Wednesday, March 25, 2015

Hurricane/Tornado

Haiti is prone and very susceptible to persistent hurricanes due to its tropical and hot climate as it has had four official hurricanes just in the past seven years plus many other heavy rainfalls. Hurricane Gustav was one of the worst hurricanes that occurred within this time span on August 26th 2008 that caused approximately 77 deaths and eight disappearances. Gustav was a category four hurricane that formed in the early morning of August 25th, 420 kilometers from Port Au Prince, Haiti's capital, rapidly morphing into a tropical storm that afternoon and into a hurricane early the next day.
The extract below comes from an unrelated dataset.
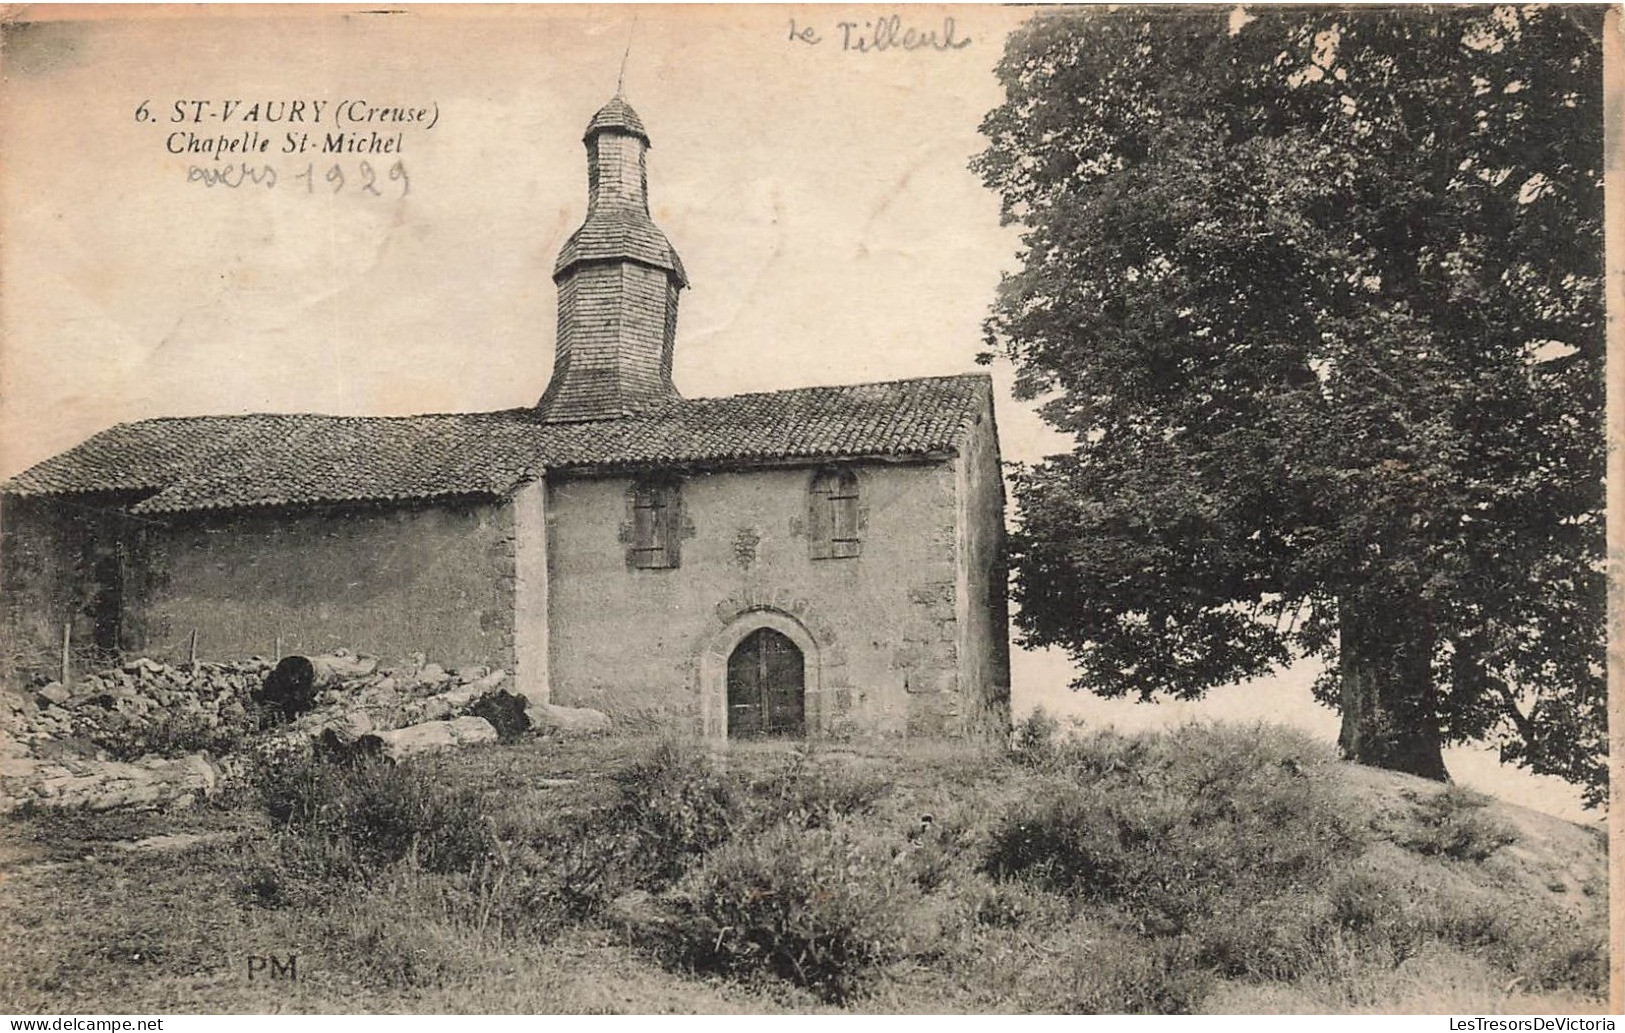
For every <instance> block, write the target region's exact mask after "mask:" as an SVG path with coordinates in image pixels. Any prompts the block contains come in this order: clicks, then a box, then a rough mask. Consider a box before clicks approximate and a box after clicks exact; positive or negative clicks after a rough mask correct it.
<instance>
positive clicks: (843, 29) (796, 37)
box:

The Haitian town Jacmel was first to be hit by the hurricane followed by many other Caribbean Islands as well as the Dominican Republic, the Cayman Islands and the United States causing about 6.6 billion dollars in damages. Gustav rampaged through Haiti, Jamaica, Western Cuba and steadily moved into the Gulf of Mexico which once reached became gradually weaker because of increased dry air and wind shear. On the early morning of August 26th when Gustav was enclosing on Haiti's southwestern peninsula, it's winds were topping 150 km/h making landfall on Haiti at 121 km/h. However as the Hurricane traveled across Haiti's mountainous terrain it began to lose a little power as its circulation was disrupted. Hurricane Gustav was the second most destructive hurricane of the 2008 Atlantic hurricane season causing serious damage and casualties in many countries, with Haiti being the first in line. Before the hurricane had struck, Haitians had already been suffering from sky-rocketed food prices and extreme poverty, making the destruction from the storm only that much worse. Forty-five percent of the population being under the age of eighteen concluding in immense amounts of children left orphaned, poor and starving. Social and economical states were perishing prior to the hurricane only to be followed by physical declines as well from the deforestation and destruction left from Gustav. Schools and house's were left flooded and broken down affecting children's education as they could not go to classrooms that upcoming fall for the new school year leaving children's livelihoods and futures at stake.